Die Tradition des Kürbisschnitzens geht auf eine irische Legende späterer Jahre zurück. Als ein Trunkenbold namens Jack gestorben war, wurde ihm der Zugang zum Himmel verwehrt, aber auch die Höllentore blieben geschlossen, da er zu Lebzeiten den Teufel übers Ohr gehauen hatte. Der Teufel schenkte ihm lediglich ein Stück glühende Kohle, das Jack in eine ausgehöhlte Rübe legen konnte, um auf diese Art und Weise auf ewig zwischen den Welten zu wandeln. Da den nach Amerika im 19. Jahrhundert ausgewanderten Iren eher Kürbisse als Rüben zur Verfügung standen, passte man die Tradition an die Gegebenheiten an und „Jack O’Lantern“ à la Kürbiskopf war geboren.

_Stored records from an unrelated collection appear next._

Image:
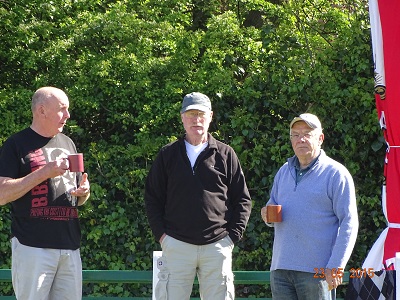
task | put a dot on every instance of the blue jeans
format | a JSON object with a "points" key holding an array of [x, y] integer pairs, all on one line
{"points": [[296, 285]]}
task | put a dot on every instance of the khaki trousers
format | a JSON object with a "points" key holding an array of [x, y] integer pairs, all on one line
{"points": [[181, 262]]}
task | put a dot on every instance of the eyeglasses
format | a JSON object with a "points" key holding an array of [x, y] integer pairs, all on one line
{"points": [[297, 136], [195, 114]]}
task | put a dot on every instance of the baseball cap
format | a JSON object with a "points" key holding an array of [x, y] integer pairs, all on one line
{"points": [[197, 101], [311, 120]]}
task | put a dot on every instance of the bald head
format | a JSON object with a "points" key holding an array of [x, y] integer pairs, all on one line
{"points": [[50, 111], [42, 95]]}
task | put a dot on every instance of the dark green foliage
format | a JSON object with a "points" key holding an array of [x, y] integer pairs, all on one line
{"points": [[126, 66]]}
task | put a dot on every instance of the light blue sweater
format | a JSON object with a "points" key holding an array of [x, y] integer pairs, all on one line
{"points": [[319, 216]]}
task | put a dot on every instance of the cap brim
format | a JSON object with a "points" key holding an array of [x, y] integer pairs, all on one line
{"points": [[196, 107], [297, 119]]}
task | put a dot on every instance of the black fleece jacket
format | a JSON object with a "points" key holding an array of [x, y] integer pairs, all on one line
{"points": [[198, 205]]}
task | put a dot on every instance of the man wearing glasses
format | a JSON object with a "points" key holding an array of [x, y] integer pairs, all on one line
{"points": [[319, 224], [198, 206]]}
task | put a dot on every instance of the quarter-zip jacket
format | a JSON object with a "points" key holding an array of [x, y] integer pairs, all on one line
{"points": [[198, 205]]}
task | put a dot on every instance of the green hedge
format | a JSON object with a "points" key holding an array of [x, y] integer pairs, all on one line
{"points": [[126, 66]]}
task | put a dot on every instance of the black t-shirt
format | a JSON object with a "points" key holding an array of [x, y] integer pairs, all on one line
{"points": [[47, 216]]}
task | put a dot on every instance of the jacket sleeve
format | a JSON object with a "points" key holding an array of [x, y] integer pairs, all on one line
{"points": [[240, 199], [155, 196]]}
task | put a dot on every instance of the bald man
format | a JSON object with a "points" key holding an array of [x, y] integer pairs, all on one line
{"points": [[44, 196]]}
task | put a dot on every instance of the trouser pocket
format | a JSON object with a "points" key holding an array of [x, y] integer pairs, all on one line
{"points": [[161, 292]]}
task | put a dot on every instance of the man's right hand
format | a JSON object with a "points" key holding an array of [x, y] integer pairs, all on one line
{"points": [[162, 237]]}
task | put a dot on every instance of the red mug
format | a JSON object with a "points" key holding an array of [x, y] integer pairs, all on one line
{"points": [[274, 213], [75, 162]]}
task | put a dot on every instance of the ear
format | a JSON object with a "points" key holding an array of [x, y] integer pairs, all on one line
{"points": [[42, 111], [321, 139]]}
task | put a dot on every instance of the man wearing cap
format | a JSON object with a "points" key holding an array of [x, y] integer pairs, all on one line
{"points": [[198, 206], [319, 224]]}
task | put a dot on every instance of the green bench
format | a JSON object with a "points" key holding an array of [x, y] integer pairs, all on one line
{"points": [[146, 277]]}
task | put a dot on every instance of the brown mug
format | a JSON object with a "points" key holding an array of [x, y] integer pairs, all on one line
{"points": [[76, 162], [274, 213]]}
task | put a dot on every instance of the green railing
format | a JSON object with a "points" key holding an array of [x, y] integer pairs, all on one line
{"points": [[146, 277]]}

Da unsere Kinder in diesem Jahr ganz besonders versessen darauf waren und sind, Halloween respektive Samhain zu feiern, kam ich nicht umhin, ihnen drei Kürbisse zu beschaffen. Ganz genau: Drei! Denn – hört, hört – sogar unser Ältester wollte sich am Schnitzen beteiligen.

Es war wirklich lustig, die drei samt ihrer unterschiedlichen Herangehensweise zu beobachten. Während Maja (13), die immer schon eine Vorliebe für die Haptik von Dingen hatte, keine Scheu hatte, mit den Händen direkt in den Kürbis hineinzugreifen, um so die Kerne zu entfernen, verzog Laurin (16) beim minimalsten Kontakt mit dem glitschigen Interieur der Frucht sofort das Gesicht, wie er es schon als Kleinkind bei der Berührung von Matsch und Gatsch getan hatte.

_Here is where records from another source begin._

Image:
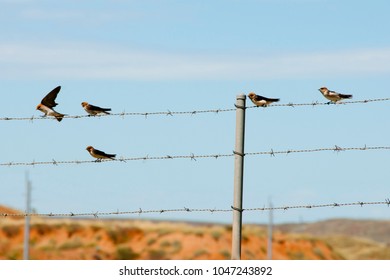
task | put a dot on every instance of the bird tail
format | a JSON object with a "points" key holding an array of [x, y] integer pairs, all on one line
{"points": [[111, 156], [346, 96], [59, 116]]}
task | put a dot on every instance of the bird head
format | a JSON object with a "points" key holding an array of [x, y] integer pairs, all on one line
{"points": [[323, 89], [251, 95], [89, 148]]}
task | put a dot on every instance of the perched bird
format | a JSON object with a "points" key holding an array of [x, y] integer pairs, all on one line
{"points": [[259, 100], [48, 103], [99, 155], [332, 95], [94, 110]]}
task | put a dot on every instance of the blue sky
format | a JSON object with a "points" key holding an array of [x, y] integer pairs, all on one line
{"points": [[148, 56]]}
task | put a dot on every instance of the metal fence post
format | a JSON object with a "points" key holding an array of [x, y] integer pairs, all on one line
{"points": [[238, 177], [26, 246]]}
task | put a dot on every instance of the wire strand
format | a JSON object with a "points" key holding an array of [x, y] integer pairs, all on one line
{"points": [[193, 112], [140, 211], [195, 157]]}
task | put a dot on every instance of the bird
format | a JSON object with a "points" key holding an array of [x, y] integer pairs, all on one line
{"points": [[94, 110], [99, 155], [48, 103], [333, 96], [259, 100]]}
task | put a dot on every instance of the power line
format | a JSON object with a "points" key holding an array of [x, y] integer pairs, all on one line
{"points": [[140, 211], [195, 157], [193, 112]]}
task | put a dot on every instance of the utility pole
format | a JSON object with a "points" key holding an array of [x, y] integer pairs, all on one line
{"points": [[27, 219], [238, 177], [270, 229]]}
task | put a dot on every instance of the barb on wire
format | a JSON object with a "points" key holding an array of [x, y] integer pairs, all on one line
{"points": [[193, 157], [98, 214], [192, 112]]}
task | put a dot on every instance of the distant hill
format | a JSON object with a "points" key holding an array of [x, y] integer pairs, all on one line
{"points": [[376, 230], [74, 239]]}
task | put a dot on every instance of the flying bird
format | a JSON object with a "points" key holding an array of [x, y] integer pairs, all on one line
{"points": [[48, 103], [259, 100], [94, 110], [99, 155], [333, 96]]}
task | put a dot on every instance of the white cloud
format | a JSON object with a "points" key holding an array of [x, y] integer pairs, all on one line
{"points": [[84, 61]]}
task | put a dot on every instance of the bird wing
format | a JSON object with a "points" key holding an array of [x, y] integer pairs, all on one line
{"points": [[259, 98], [49, 99], [96, 108], [103, 154]]}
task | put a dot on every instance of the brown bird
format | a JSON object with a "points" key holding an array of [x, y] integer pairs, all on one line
{"points": [[48, 103], [259, 100], [99, 155], [332, 95], [94, 110]]}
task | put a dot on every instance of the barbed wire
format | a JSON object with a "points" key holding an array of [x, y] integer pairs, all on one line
{"points": [[140, 211], [193, 112], [195, 157]]}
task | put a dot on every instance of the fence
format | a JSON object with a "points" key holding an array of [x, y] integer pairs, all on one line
{"points": [[238, 154]]}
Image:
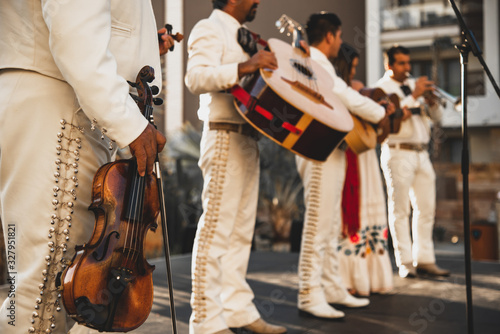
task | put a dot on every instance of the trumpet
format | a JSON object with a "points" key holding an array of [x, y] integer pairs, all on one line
{"points": [[442, 96]]}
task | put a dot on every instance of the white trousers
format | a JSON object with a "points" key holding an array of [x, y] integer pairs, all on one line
{"points": [[319, 276], [221, 297], [410, 178], [48, 157]]}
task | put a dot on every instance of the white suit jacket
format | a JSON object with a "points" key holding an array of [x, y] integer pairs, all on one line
{"points": [[93, 45], [357, 104], [416, 129], [214, 54]]}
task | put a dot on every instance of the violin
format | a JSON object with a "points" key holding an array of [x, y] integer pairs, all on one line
{"points": [[109, 286]]}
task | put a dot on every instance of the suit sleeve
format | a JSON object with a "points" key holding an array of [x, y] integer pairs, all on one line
{"points": [[80, 32], [205, 71]]}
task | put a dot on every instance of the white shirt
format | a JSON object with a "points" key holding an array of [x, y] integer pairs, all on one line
{"points": [[416, 129], [212, 67], [357, 104]]}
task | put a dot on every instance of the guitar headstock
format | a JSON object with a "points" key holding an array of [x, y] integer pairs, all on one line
{"points": [[292, 27]]}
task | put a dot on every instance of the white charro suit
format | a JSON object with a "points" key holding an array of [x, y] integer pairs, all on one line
{"points": [[319, 278], [63, 71], [410, 177], [221, 297]]}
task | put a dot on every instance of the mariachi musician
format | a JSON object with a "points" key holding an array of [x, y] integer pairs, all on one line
{"points": [[64, 109], [221, 298], [407, 168]]}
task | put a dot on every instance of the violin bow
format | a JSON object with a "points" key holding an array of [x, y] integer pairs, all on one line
{"points": [[177, 36], [147, 75]]}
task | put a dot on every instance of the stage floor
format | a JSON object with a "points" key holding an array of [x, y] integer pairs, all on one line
{"points": [[414, 306]]}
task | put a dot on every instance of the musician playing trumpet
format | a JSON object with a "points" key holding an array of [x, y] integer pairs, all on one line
{"points": [[407, 168], [320, 283]]}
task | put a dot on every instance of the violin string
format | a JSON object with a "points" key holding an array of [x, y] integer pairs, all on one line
{"points": [[139, 218]]}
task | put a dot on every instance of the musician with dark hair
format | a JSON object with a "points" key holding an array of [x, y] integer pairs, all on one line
{"points": [[365, 265], [64, 109], [319, 281], [407, 168], [221, 298]]}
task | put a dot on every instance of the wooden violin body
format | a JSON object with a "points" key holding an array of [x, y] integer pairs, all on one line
{"points": [[366, 135], [109, 284], [301, 112]]}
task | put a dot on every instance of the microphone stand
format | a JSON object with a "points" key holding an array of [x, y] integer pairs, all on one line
{"points": [[467, 45]]}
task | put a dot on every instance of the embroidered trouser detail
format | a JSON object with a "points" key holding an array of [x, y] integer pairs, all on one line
{"points": [[221, 295], [207, 231], [43, 318]]}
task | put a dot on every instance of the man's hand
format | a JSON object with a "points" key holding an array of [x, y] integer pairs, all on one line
{"points": [[262, 59], [166, 41], [145, 147], [390, 108]]}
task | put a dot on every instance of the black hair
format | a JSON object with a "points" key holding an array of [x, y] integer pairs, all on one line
{"points": [[343, 61], [394, 50], [219, 4], [320, 24]]}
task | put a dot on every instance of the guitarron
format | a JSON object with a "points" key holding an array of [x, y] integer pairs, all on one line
{"points": [[294, 105]]}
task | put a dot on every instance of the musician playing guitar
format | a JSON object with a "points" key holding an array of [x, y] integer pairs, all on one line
{"points": [[221, 298], [408, 171], [62, 91], [365, 265], [319, 280]]}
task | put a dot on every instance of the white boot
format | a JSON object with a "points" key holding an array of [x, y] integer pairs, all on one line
{"points": [[323, 311], [350, 301]]}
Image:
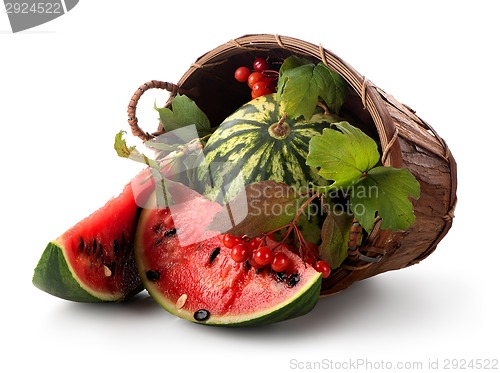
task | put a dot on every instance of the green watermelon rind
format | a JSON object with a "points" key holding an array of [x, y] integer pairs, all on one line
{"points": [[54, 276]]}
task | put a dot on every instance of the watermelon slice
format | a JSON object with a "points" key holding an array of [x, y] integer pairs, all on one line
{"points": [[93, 261], [190, 273]]}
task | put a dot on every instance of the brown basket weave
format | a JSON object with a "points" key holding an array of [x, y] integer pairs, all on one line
{"points": [[406, 141]]}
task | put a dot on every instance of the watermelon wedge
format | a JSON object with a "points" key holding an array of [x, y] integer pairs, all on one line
{"points": [[93, 261], [191, 274]]}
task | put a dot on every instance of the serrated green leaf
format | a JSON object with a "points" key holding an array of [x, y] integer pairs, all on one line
{"points": [[297, 91], [334, 238], [385, 191], [333, 89], [184, 112], [342, 156]]}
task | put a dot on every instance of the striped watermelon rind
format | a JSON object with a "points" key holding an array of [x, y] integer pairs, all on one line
{"points": [[244, 150]]}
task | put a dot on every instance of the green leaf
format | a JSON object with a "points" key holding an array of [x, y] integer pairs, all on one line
{"points": [[260, 208], [385, 190], [125, 151], [333, 89], [184, 112], [334, 238], [297, 91], [342, 156], [292, 62]]}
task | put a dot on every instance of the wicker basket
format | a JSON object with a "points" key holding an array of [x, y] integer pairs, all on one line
{"points": [[406, 141]]}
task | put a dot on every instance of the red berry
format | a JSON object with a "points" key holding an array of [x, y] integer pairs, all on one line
{"points": [[323, 267], [280, 262], [263, 256], [312, 248], [240, 253], [260, 64], [242, 73], [252, 262], [231, 241]]}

Linus (9) zeichnete sich wie üblich durch mangelnde Entscheidungsfreude aus. Hätte sich nicht Maja seiner erbarmt, dann säße er wohl heute noch unentschieden ob der Form seines Kürbisgesichts auf der heimischen Terrasse.

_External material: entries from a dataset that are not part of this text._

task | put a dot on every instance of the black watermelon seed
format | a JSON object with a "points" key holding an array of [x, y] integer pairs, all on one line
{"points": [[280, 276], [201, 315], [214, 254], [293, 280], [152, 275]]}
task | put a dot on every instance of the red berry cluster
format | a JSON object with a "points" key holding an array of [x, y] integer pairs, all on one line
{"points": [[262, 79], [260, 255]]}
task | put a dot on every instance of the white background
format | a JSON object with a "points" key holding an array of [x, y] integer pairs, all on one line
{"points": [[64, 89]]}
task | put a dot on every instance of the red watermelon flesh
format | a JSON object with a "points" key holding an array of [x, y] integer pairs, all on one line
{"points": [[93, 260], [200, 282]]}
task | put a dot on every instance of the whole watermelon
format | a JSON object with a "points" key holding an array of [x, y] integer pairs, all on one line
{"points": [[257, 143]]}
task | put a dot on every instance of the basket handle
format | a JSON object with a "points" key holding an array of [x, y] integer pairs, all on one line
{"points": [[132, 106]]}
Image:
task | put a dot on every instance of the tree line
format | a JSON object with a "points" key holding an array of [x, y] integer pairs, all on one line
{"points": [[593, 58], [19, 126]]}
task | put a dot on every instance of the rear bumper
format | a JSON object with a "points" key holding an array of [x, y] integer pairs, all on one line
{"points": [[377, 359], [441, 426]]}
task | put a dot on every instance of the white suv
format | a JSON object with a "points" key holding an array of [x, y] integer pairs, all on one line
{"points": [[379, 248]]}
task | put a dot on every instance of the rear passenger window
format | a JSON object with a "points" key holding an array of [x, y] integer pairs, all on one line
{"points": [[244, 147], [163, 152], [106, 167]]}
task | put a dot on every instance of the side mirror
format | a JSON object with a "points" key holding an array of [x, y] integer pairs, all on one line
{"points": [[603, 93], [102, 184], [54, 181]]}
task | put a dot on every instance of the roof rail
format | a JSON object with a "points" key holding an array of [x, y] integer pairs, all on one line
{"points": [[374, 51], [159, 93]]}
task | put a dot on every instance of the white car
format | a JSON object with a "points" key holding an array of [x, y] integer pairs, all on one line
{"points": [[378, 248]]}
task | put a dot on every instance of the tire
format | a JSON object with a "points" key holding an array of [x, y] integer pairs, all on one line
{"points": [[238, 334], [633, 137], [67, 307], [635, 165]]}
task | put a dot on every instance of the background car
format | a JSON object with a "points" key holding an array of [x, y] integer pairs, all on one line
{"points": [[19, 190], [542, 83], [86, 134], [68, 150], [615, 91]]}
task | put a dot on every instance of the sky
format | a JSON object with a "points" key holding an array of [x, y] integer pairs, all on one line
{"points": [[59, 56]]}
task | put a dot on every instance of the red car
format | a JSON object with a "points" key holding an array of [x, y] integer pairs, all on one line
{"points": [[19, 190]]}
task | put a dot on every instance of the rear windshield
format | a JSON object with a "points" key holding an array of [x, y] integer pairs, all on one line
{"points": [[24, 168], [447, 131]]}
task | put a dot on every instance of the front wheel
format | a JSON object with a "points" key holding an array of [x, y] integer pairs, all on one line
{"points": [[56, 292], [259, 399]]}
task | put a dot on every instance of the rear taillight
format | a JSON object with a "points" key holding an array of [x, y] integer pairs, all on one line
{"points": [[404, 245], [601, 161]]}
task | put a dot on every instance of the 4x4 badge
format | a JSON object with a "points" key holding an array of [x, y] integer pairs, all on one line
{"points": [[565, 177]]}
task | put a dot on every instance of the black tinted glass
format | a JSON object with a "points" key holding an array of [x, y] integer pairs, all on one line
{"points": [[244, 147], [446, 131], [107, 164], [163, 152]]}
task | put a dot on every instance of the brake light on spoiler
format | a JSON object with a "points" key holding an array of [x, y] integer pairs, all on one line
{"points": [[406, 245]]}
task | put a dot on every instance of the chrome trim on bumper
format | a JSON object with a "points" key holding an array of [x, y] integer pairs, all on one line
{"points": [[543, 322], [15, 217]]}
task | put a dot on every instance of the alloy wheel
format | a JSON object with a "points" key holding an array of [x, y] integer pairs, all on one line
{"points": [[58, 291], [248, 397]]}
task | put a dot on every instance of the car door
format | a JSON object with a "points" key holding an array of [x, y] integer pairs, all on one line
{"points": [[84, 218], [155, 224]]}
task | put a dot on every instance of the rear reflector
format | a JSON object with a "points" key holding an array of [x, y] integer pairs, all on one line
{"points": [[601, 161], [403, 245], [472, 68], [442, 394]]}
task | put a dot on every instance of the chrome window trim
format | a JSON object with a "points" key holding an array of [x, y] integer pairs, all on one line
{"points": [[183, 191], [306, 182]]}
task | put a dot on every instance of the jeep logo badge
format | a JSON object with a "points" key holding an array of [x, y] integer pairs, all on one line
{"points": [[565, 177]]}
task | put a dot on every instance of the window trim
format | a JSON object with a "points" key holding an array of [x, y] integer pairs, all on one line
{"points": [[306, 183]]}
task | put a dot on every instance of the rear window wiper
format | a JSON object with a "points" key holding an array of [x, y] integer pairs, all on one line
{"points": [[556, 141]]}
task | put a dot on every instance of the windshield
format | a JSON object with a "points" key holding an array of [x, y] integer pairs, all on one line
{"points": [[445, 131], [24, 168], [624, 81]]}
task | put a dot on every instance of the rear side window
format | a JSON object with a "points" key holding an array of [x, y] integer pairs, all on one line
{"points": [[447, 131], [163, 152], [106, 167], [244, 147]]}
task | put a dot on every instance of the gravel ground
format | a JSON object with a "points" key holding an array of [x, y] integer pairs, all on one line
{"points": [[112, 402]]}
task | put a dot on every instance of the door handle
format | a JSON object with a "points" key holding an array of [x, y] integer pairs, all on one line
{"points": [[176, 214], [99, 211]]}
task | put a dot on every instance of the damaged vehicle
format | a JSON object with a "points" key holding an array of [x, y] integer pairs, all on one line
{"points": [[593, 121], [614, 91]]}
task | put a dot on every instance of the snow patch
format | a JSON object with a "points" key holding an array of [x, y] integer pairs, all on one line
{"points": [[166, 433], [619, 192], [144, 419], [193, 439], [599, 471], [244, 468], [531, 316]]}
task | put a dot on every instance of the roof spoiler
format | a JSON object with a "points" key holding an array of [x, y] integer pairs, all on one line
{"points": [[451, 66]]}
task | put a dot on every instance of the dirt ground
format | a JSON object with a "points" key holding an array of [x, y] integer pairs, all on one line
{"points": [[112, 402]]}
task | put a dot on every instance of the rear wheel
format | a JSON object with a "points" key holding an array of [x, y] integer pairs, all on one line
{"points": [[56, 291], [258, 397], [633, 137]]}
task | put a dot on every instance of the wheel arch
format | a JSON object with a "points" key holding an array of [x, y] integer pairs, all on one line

Linus (9) schnitzt – auf Majas Vorschlag hin – einen Creeper aus dem Minecraft-Universum.
In friedlicher Eintracht verbrachten die drei Kinder die Stunden in der Nachmittagssonne beim Schnitzen ihrer Kürbisgesichter.

Laurin (16) hatte seinen Kopfüber-Kürbis als Erster fertig, gefolgt von Linus‘ Minecraft-Creeper.

Maja (13) versuchte sich – seit kurzem ganz dem Twighlight-Fieber verfallen – an einem Vampir-Kürbis.

Während wir also aktuell Halloween tatsächlich im Waldviertel in Niederösterreich feiern, bewachen die drei Kürbisköpfe Haus und Garten in Kärnten.

Unterdessen lassen wir es uns hier in Amaliendorf gut gehen – allerdings nicht mit alten keltischen Bräuchen und Ritualen, sondern auf Wunsch der Kinder mit einem ganzen Register an neumodernem Halloween-Kitsch: „Blutsuppe für Vampire“ und „Gruselmuffins“, nächtliches Fangenspielen im Wald in Blutsauger-Verkleidung und Spieleabend am eingeheizten Kamin. Warum auch nicht? Es muss ja nicht das ganze Leben „pädagogisch wertvoll“ sein 😉

„Blutsuppe für Vampire“ (Tomatencremsuppe)
Die Muffins wurden von Maja (13) und Linus (9) unter erschwerten Ferienhaus-Bedingungen (keine Waage) selbst gebacken.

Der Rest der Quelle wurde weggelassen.